En la actualidad Lucía Ibony y David Antonio no conviven porque yo soy la que vivo con mi papá (Min 2:31:30 y ss.). Mi papá siempre ha pagado todo, inclusive él cuando se casó con ella le dijo que dejara de trabajar para que se dedicara a la casa, las obligaciones de la casa [Ibony] las llevaba, pero a mi concepto, no a término como uno, mi papá le tenía que conseguir a ella quien le hiciera las cosas, [Lucía Ibony] era más bien poco lo que se dedicaba a la casita (Min 2:35:16 y ss.).

Juez: ¿El señor David Antonio ha procurado acercarse a la señora Lucía Ibony después de que se separaron definitivamente? No se ha acercado porque ella tampoco, entonces él para qué la va a buscar (Min 2:37:17 y ss.). A [David] le decía que se iba a ir predicar y yo la veía cogiendo el bus para Rionegro, salía y se iba a para donde la familia a escondida de él (Min 2:38:24 y ss.).

Yo llegué a ir una vez al D1 y nos encontramos con ellos y ese carro a reventar de comida, por eso es que muchas cosas se dañaban, [Lucía Ibony] echaba dos o tres bolsas de leche en polvo, eso no es lógico para una pareja, yo digo que era que ella le llevaba a la familia (Min 2:47:40 y ss.). En la relación suya con su padre ¿cómo ha visto que él reacciona a los disgustos? Él es callado y mala clase (Min 2:48:34 y ss.).

¿Ellos se dejaban hablar por qué periodo? Por quince días, veinte días (Min 2:53:01 y ss.). (xv)Testimonio de Gamaliel Vargas Montoya. (Min 2:55:47 y ss.
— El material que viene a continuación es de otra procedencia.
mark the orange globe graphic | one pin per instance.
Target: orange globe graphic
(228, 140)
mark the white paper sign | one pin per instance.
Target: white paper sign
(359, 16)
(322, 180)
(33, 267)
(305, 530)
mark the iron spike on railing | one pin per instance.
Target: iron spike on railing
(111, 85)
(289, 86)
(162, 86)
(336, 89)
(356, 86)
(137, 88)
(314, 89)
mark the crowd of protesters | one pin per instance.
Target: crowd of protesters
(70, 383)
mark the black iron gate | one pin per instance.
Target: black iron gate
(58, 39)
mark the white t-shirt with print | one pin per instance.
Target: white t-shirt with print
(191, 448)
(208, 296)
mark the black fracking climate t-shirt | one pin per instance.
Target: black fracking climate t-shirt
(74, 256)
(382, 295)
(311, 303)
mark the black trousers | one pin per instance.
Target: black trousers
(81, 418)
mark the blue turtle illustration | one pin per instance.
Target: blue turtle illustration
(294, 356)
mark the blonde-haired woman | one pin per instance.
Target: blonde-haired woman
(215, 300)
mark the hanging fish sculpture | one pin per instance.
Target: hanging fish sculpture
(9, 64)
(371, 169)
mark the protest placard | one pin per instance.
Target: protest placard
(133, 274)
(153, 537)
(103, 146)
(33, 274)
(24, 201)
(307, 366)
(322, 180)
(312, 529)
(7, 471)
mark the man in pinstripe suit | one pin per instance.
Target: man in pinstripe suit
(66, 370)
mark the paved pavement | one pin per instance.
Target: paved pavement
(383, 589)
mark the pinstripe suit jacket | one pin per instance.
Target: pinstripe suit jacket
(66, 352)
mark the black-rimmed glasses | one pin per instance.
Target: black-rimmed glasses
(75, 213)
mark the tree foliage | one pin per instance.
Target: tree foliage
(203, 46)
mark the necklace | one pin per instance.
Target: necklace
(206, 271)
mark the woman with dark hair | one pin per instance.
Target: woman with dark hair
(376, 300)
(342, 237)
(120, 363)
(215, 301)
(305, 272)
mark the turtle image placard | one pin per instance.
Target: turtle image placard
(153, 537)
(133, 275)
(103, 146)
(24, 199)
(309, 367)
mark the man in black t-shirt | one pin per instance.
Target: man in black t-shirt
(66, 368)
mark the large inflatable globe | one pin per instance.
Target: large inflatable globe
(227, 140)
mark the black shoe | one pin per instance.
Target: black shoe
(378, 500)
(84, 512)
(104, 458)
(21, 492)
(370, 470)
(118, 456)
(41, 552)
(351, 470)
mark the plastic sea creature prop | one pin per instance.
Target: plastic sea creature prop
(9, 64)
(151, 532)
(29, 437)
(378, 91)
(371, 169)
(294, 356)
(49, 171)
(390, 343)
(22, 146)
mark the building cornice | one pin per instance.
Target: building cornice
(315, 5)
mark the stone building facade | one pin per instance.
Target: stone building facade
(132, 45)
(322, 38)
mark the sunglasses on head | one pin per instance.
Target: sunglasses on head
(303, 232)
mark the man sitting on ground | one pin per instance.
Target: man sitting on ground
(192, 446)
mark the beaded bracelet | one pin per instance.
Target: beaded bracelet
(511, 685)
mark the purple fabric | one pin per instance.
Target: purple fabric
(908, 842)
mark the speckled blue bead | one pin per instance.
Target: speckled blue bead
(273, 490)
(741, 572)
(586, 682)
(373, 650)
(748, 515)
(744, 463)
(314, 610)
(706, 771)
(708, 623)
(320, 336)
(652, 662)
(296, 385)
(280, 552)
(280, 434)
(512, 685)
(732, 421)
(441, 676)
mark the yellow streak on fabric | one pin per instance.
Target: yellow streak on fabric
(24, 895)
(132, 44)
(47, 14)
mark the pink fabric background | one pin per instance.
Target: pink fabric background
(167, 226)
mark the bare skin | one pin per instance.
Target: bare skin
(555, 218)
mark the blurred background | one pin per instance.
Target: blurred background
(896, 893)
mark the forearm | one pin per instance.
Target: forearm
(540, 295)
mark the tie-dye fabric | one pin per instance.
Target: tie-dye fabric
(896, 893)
Archivo 005. Radicado: 05440318400120180029800). Conozco a David Antonio Muñoz más o menos desde el año 76 porque yo pertenezco a los Testigos de Jehová y lo conocí a él por consejos que recibió con relación a la manutención de la familia, conozco a Lucía Ibony Martínez Valencia porque estando yo en el Peñol ella llegó cuando se casó con él señor David (Min 2:56:45 y ss.).
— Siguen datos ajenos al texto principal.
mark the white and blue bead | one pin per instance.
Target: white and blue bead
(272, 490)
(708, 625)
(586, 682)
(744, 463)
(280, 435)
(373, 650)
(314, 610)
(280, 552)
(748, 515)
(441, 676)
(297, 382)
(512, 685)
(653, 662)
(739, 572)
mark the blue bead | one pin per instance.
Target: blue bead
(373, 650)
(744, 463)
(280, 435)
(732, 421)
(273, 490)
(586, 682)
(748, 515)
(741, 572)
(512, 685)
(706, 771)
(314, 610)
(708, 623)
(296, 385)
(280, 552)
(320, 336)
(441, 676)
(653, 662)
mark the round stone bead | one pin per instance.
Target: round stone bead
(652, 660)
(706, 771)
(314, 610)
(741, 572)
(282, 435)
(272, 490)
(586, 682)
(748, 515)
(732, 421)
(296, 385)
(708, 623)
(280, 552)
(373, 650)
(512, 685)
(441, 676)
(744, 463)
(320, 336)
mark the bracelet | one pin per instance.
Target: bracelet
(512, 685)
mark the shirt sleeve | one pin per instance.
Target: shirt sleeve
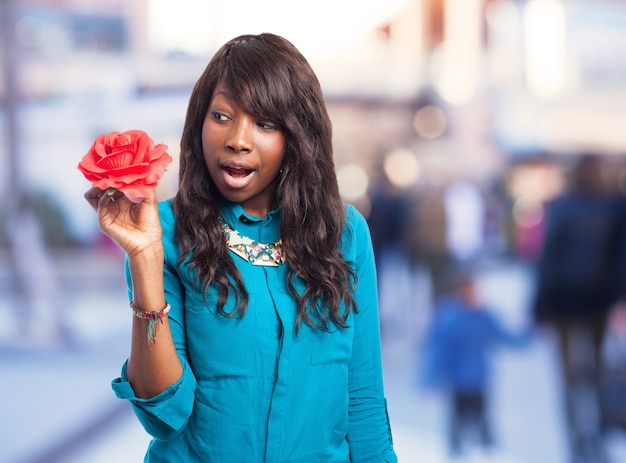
(165, 415)
(369, 433)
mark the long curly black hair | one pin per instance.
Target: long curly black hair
(270, 78)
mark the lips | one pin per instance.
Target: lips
(237, 177)
(237, 171)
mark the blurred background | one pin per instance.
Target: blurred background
(455, 123)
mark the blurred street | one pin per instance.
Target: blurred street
(462, 117)
(59, 407)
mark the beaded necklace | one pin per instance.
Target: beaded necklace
(269, 255)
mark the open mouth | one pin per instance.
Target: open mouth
(237, 177)
(238, 172)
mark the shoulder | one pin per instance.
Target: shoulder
(355, 221)
(356, 239)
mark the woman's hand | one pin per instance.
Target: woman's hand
(135, 227)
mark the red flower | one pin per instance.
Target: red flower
(126, 161)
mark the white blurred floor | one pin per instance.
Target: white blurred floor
(57, 405)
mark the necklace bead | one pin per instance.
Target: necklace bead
(256, 253)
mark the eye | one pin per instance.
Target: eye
(218, 116)
(269, 126)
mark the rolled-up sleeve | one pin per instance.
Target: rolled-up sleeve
(166, 414)
(369, 431)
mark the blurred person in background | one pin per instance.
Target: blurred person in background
(265, 352)
(576, 284)
(459, 343)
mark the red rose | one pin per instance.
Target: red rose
(128, 161)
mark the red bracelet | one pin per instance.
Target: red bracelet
(152, 318)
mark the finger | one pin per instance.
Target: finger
(93, 196)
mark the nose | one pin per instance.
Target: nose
(240, 139)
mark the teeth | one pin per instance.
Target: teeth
(238, 171)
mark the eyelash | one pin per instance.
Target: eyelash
(220, 117)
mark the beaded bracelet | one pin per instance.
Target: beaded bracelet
(152, 318)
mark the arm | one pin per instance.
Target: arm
(136, 228)
(369, 431)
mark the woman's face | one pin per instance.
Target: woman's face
(243, 153)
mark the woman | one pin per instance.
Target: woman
(260, 282)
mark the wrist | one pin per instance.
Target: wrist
(153, 254)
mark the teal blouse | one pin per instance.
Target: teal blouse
(253, 390)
Como miembro de la congregación conozco los problemas que ha habido entre ellos porque él le negaba la manutención a ella, entonces ella acudía a la congregación y hablábamos con ellos (Min 2:58:08 y ss.). [David] es muy amplio, pero cuando tenía problemas con [Lucía Ibony] no le volvía a mercar y yo soy testigo de eso porque [Lucía Ibony] y una señora que le ayudaba a ellos en la casa me mostraron la situación de la casa, nada, nada, absolutamente nada que comer, de pronto habían unos fríjoles por allá de mucho tiempo, alguna vez vi un frasquito de aceite porque [Ibony] lo compraba, él no le llevaba ninguna alimentación, una vez por la mañana ellas me mostraron que no había nada que comer en la casa, a mediodía [David] mandó por tres almuerzos, supuse yo que uno era para él, otro para la muchacha que estaba trabajando y otro para Ibony, pero no, era para él, para la otra muchacha y para mí y yo le dije, e Ibony, ah no, ella no (Min 2:59:02 y ss.).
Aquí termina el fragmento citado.